Il lieto fine darà poi all’eroe del film il successo in un vero teatro: il sogno è esaudito dopo una trasferta algerina interamente ricostruita negli studi Titanus.

Il cinema italiano sarebbe ritornato anni dopo, meglio di qualunque altro e per davvero, tra le vie della Casbah: Gillo Pontecorvo, con l’apporto preziosissimo di Franco Solinas in sceneggiatura, avrebbe reso giustizia ai guerrieri dell’indipendenza algerina con il suo splendido La battaglia di Algeri (Leone d’oro 1966), cestinando i filtri estetizzanti che avevano fatto la fortuna del cinema romantico degli anni ‘30 e ‘40, togliendo il velo e le seduzioni esotiche dal volto dell’Africa mediterranea.

Totò Le Mokò, va detto, è bello anche per questo: ricrea con simpatia un’ambientazione cara al cinema del secolo scorso, prima che la voglia di realtà distruggesse le illusioni narrative e sentimentali mostrando, con lo sforzo degli italiani e di autori arabi come Yusuf Shahin, un’immagine cinematografica più vicina alle persone che percorrevano quelle strade e quei luoghi vessati da stranieri, resi magari nell’immaginario come scenari da cartolina.

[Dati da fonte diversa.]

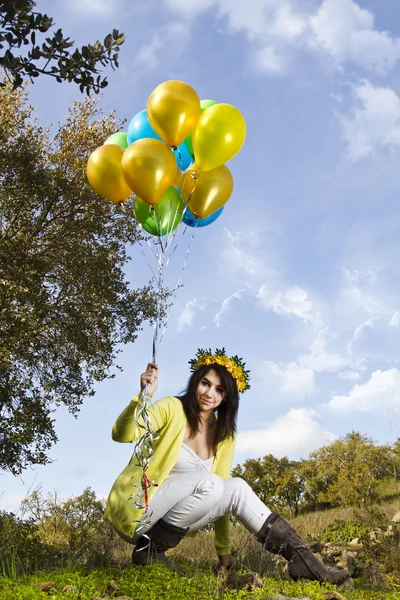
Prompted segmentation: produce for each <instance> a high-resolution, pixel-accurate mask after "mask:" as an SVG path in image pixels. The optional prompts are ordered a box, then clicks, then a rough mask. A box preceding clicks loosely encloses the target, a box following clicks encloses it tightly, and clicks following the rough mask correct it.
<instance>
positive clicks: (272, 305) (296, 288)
mask: <svg viewBox="0 0 400 600" xmlns="http://www.w3.org/2000/svg"><path fill="white" fill-rule="evenodd" d="M257 298H258V299H259V301H260V304H261V306H262V307H263V308H264V309H265V310H272V311H273V312H274V313H276V314H277V315H282V316H294V317H298V318H299V319H301V320H303V321H307V322H317V321H319V316H318V315H317V314H315V313H314V312H313V311H312V302H311V300H309V299H308V294H307V292H306V290H303V289H302V288H300V287H298V286H297V285H294V286H291V287H288V288H286V289H284V290H280V289H276V288H275V289H274V288H271V287H270V286H269V285H268V284H267V283H264V284H263V285H262V286H261V288H260V290H259V292H258V294H257Z"/></svg>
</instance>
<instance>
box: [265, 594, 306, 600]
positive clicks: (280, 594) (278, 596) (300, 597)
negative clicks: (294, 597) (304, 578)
mask: <svg viewBox="0 0 400 600" xmlns="http://www.w3.org/2000/svg"><path fill="white" fill-rule="evenodd" d="M267 600H310V598H309V597H308V596H301V597H300V598H289V597H288V596H282V594H277V595H276V596H269V598H268V599H267Z"/></svg>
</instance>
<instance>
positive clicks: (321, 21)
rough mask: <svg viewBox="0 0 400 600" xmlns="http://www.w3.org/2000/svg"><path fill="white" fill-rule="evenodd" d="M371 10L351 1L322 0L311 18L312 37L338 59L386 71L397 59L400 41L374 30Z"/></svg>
mask: <svg viewBox="0 0 400 600" xmlns="http://www.w3.org/2000/svg"><path fill="white" fill-rule="evenodd" d="M374 21H375V19H374V15H373V13H372V12H371V11H369V10H366V9H363V8H361V6H360V5H359V4H357V3H356V2H353V0H324V2H323V3H322V4H321V6H320V7H319V9H318V11H317V13H316V14H315V15H313V16H312V17H311V18H310V25H311V28H312V30H313V32H314V34H315V39H316V41H317V42H318V44H320V46H322V47H323V48H324V49H325V50H326V51H327V52H329V54H330V55H331V56H332V57H333V59H334V60H335V61H336V62H337V64H342V63H344V62H345V61H350V62H352V63H353V64H355V65H357V66H359V67H362V68H364V69H366V70H371V71H376V72H378V73H380V74H385V73H386V72H387V71H388V70H389V69H391V68H393V67H394V66H395V64H396V62H397V61H398V60H399V58H400V40H399V39H397V38H393V37H391V36H390V35H389V34H388V33H387V32H386V31H377V30H376V29H375V22H374Z"/></svg>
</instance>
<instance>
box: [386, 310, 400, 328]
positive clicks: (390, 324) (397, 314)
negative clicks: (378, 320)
mask: <svg viewBox="0 0 400 600" xmlns="http://www.w3.org/2000/svg"><path fill="white" fill-rule="evenodd" d="M389 325H391V326H392V327H400V310H398V311H397V312H395V313H394V315H393V316H392V318H391V319H390V323H389Z"/></svg>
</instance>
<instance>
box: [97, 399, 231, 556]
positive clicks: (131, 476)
mask: <svg viewBox="0 0 400 600" xmlns="http://www.w3.org/2000/svg"><path fill="white" fill-rule="evenodd" d="M139 398H140V396H139V394H138V395H137V396H135V397H134V398H133V399H132V400H131V402H130V404H129V405H128V406H127V407H126V408H125V410H124V411H122V413H121V414H120V416H119V417H118V419H117V420H116V422H115V423H114V427H113V430H112V438H113V440H115V441H116V442H135V441H136V440H138V439H140V437H141V435H142V434H143V430H141V429H140V428H139V427H137V426H135V423H134V410H135V406H136V405H137V403H138V401H139ZM147 412H148V415H149V417H150V420H151V427H152V431H156V432H158V433H159V434H160V435H159V436H158V438H157V439H156V440H155V441H154V443H153V451H154V456H153V460H152V461H151V463H150V464H149V467H148V469H147V472H146V475H147V477H148V478H149V479H150V481H155V482H156V483H157V484H158V485H161V484H162V482H163V481H164V479H165V478H166V477H167V476H168V475H169V473H170V471H171V469H172V468H173V467H174V465H175V463H176V461H177V459H178V455H179V452H180V449H181V447H182V443H183V439H184V435H185V430H186V424H187V419H186V415H185V412H184V410H183V406H182V402H181V401H180V400H179V399H178V398H175V397H173V396H167V397H165V398H163V399H162V400H159V401H158V402H155V403H154V404H153V405H152V406H149V407H148V411H147ZM234 448H235V440H234V439H233V438H232V439H228V440H224V441H223V442H221V443H220V444H218V447H217V452H216V457H215V459H214V462H213V467H212V472H213V473H216V474H217V475H219V476H220V477H222V479H228V478H229V477H230V473H231V469H232V459H233V452H234ZM141 476H142V470H141V468H140V467H137V466H135V465H134V464H133V462H132V459H131V461H130V463H129V464H128V466H127V467H125V469H124V470H123V471H122V473H121V474H120V476H119V477H118V478H117V480H116V481H115V483H114V485H113V487H112V489H111V492H110V495H109V496H108V500H107V506H106V512H105V518H106V519H108V520H109V521H111V523H112V524H113V525H114V526H115V527H116V528H117V529H118V531H120V532H122V533H123V534H124V535H126V536H127V537H129V538H132V537H133V535H134V533H135V529H136V526H137V522H136V521H138V520H139V519H140V518H141V517H142V515H143V513H144V510H143V509H140V508H136V507H135V506H133V502H132V500H129V497H130V496H131V494H134V493H135V488H133V487H132V486H133V484H134V483H137V484H139V488H136V489H140V479H141ZM155 489H156V488H154V487H153V486H151V487H150V488H149V500H151V497H152V495H153V493H154V491H155ZM214 530H215V548H216V550H217V553H218V555H220V556H223V555H225V554H229V553H230V538H229V515H225V516H224V517H221V518H220V519H218V520H217V521H215V523H214Z"/></svg>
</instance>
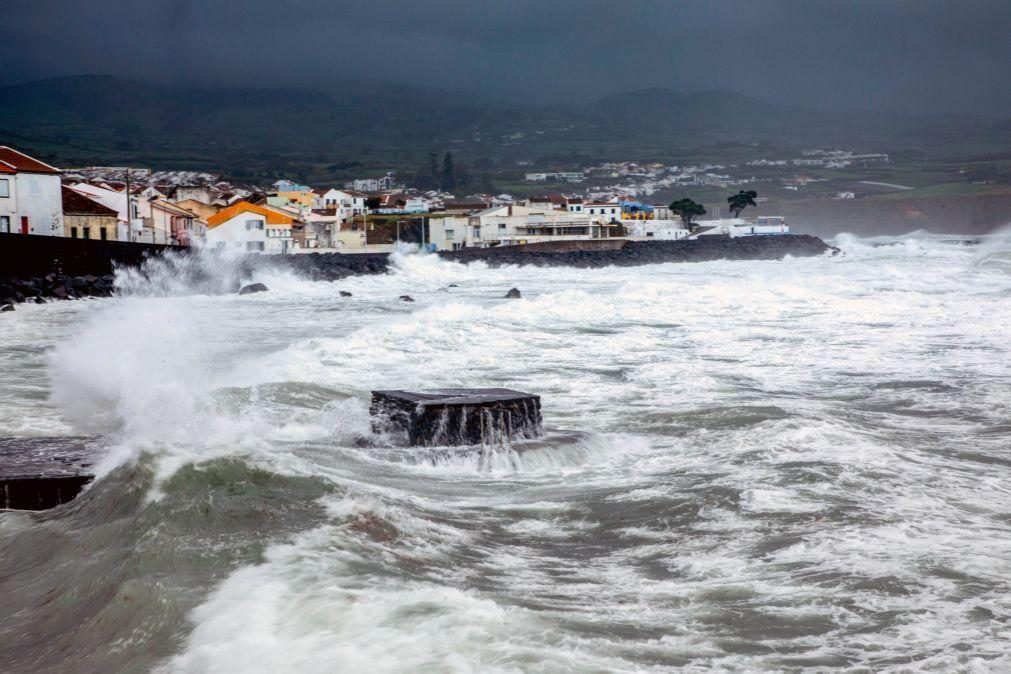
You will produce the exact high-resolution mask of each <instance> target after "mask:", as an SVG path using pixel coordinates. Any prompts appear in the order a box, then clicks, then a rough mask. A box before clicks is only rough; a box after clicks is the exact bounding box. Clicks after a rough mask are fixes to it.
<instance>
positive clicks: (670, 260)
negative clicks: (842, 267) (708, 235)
mask: <svg viewBox="0 0 1011 674" xmlns="http://www.w3.org/2000/svg"><path fill="white" fill-rule="evenodd" d="M830 252H831V253H836V252H837V250H836V249H834V248H832V247H831V246H829V245H827V244H826V243H825V242H823V240H822V239H821V238H818V237H817V236H811V235H808V234H780V235H775V236H742V237H738V238H725V237H719V236H706V237H703V238H698V239H692V240H679V242H666V240H656V242H627V243H626V244H625V245H624V246H623V247H621V248H615V249H613V250H590V251H567V252H539V251H529V250H528V251H521V250H510V249H466V250H463V251H453V252H442V253H439V254H438V255H439V257H441V258H442V259H444V260H450V261H454V262H461V263H469V262H477V261H480V262H483V263H485V264H487V265H489V266H492V267H502V266H505V265H517V266H535V267H576V268H582V269H587V268H603V267H634V266H639V265H655V264H661V263H683V262H712V261H716V260H782V259H784V258H786V257H788V256H792V257H813V256H819V255H824V254H826V253H830ZM183 255H194V253H184V254H183ZM268 265H269V266H272V267H274V268H281V269H285V270H290V271H293V272H295V273H297V274H299V275H301V276H304V277H306V278H309V279H312V280H316V281H337V280H340V279H344V278H347V277H349V276H361V275H365V274H384V273H386V272H387V271H388V270H389V267H390V260H389V256H388V255H386V254H373V255H362V254H359V255H343V254H339V253H308V254H300V255H286V256H250V257H249V258H247V259H246V260H245V261H244V264H243V265H242V274H243V275H244V276H246V277H253V276H254V275H255V274H256V272H257V271H258V270H261V269H264V268H265V267H266V266H268ZM113 282H114V278H113V277H112V276H111V275H108V274H104V275H101V276H93V275H82V276H67V275H63V274H47V275H44V276H39V277H32V278H23V279H20V278H6V279H3V278H0V310H6V311H10V310H12V309H13V308H14V305H15V304H17V303H20V302H38V303H43V302H47V301H49V300H54V299H78V298H83V297H107V296H109V295H112V294H113V292H114V283H113ZM237 283H238V280H237ZM235 290H237V291H238V290H239V286H238V285H237V287H236V288H235Z"/></svg>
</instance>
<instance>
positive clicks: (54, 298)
mask: <svg viewBox="0 0 1011 674" xmlns="http://www.w3.org/2000/svg"><path fill="white" fill-rule="evenodd" d="M114 282H115V277H113V276H112V275H110V274H106V275H103V276H91V275H86V276H66V275H64V274H47V275H45V276H40V277H33V278H27V279H16V278H7V279H0V311H3V310H6V311H10V310H11V308H13V305H14V304H18V303H21V302H34V303H37V304H44V303H45V302H48V301H51V300H56V299H80V298H82V297H108V296H109V295H111V294H112V293H113V291H114V289H115V286H114Z"/></svg>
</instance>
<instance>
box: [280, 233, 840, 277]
mask: <svg viewBox="0 0 1011 674" xmlns="http://www.w3.org/2000/svg"><path fill="white" fill-rule="evenodd" d="M837 252H838V251H837V249H834V248H833V247H831V246H829V245H828V244H826V243H825V242H823V240H822V239H821V238H818V237H817V236H811V235H808V234H778V235H775V236H739V237H737V238H729V237H724V236H704V237H701V238H698V239H691V240H677V242H664V240H654V242H632V240H630V242H625V245H624V246H621V247H620V248H618V247H616V248H613V249H606V250H581V251H565V252H539V251H531V250H523V249H521V248H519V247H510V248H509V249H505V248H501V249H464V250H462V251H453V252H448V251H446V252H442V253H439V254H438V255H439V256H440V257H441V258H443V259H444V260H452V261H454V262H462V263H468V262H475V261H478V260H480V261H481V262H484V263H485V264H488V265H490V266H492V267H500V266H504V265H520V266H522V265H533V266H538V267H580V268H598V267H613V266H617V267H633V266H638V265H656V264H662V263H672V262H711V261H715V260H783V259H784V258H787V257H797V258H807V257H814V256H819V255H825V254H828V253H832V254H834V253H837ZM260 262H261V264H265V265H277V266H280V267H282V268H286V269H290V270H292V271H295V272H296V273H298V274H300V275H303V276H305V277H307V278H310V279H313V280H321V281H336V280H340V279H343V278H347V277H349V276H358V275H361V274H382V273H385V272H386V271H387V269H388V267H389V258H388V256H386V255H345V254H339V253H330V254H328V253H318V254H307V255H294V256H271V257H270V258H269V259H266V258H265V259H263V260H261V261H260Z"/></svg>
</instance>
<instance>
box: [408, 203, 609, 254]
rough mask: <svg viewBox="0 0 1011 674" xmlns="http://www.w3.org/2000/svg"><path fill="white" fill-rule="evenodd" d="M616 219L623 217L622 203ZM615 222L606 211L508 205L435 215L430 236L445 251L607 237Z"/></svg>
mask: <svg viewBox="0 0 1011 674" xmlns="http://www.w3.org/2000/svg"><path fill="white" fill-rule="evenodd" d="M612 205H613V206H615V207H616V208H618V215H617V217H616V218H615V222H618V221H620V217H621V215H620V213H621V207H620V206H618V205H617V204H612ZM616 226H617V224H613V223H612V220H611V217H610V215H609V214H606V213H594V214H593V215H592V216H591V215H590V214H589V213H578V212H569V211H568V210H553V209H545V208H533V207H530V206H519V205H504V206H495V207H493V208H487V209H485V210H482V211H478V212H476V213H472V214H470V215H460V216H455V217H444V218H432V219H430V220H429V236H428V239H429V242H431V243H432V244H434V245H435V246H436V248H437V249H438V250H441V251H456V250H459V249H461V248H488V247H491V246H511V245H516V244H533V243H536V242H545V240H563V239H584V238H606V237H610V236H611V235H612V234H613V230H614V229H615V227H616Z"/></svg>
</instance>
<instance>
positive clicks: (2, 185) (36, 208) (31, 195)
mask: <svg viewBox="0 0 1011 674" xmlns="http://www.w3.org/2000/svg"><path fill="white" fill-rule="evenodd" d="M0 233H22V234H44V235H48V236H62V235H63V234H64V217H63V194H62V191H61V189H60V169H57V168H56V167H52V166H50V165H49V164H44V163H42V162H39V161H38V160H36V159H32V158H31V157H28V156H27V155H25V154H23V153H19V152H18V151H16V150H14V149H13V148H8V147H6V146H2V147H0Z"/></svg>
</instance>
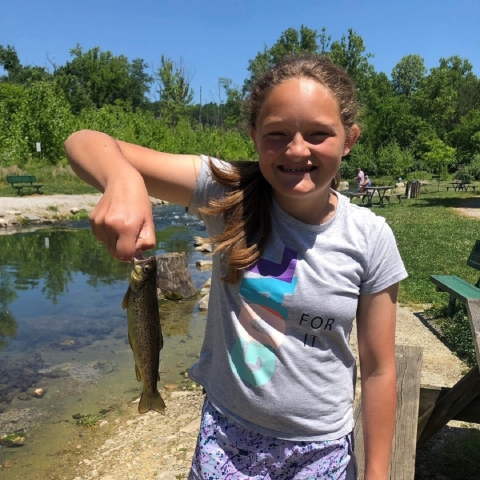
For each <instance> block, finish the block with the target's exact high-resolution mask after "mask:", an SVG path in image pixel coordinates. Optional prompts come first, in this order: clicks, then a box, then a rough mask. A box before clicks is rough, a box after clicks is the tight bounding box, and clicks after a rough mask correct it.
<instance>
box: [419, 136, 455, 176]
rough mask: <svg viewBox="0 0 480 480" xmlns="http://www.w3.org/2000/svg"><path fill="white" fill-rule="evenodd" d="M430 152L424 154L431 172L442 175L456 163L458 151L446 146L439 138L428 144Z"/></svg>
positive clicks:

È un ricordo affettuoso di un cinema del passato le cui ingenuità narrative sono buttate in risata e se dopo l’umorismo rimane un’aura, quella appartiene al suo protagonista che si è meritato l’affetto del pubblico, la stima di Monicelli e Pasolini, gli elogi e la passione critica di Goffredo Fofi e della sua ultima compagna, fedelissima alla sua memoria, Franca Faldini.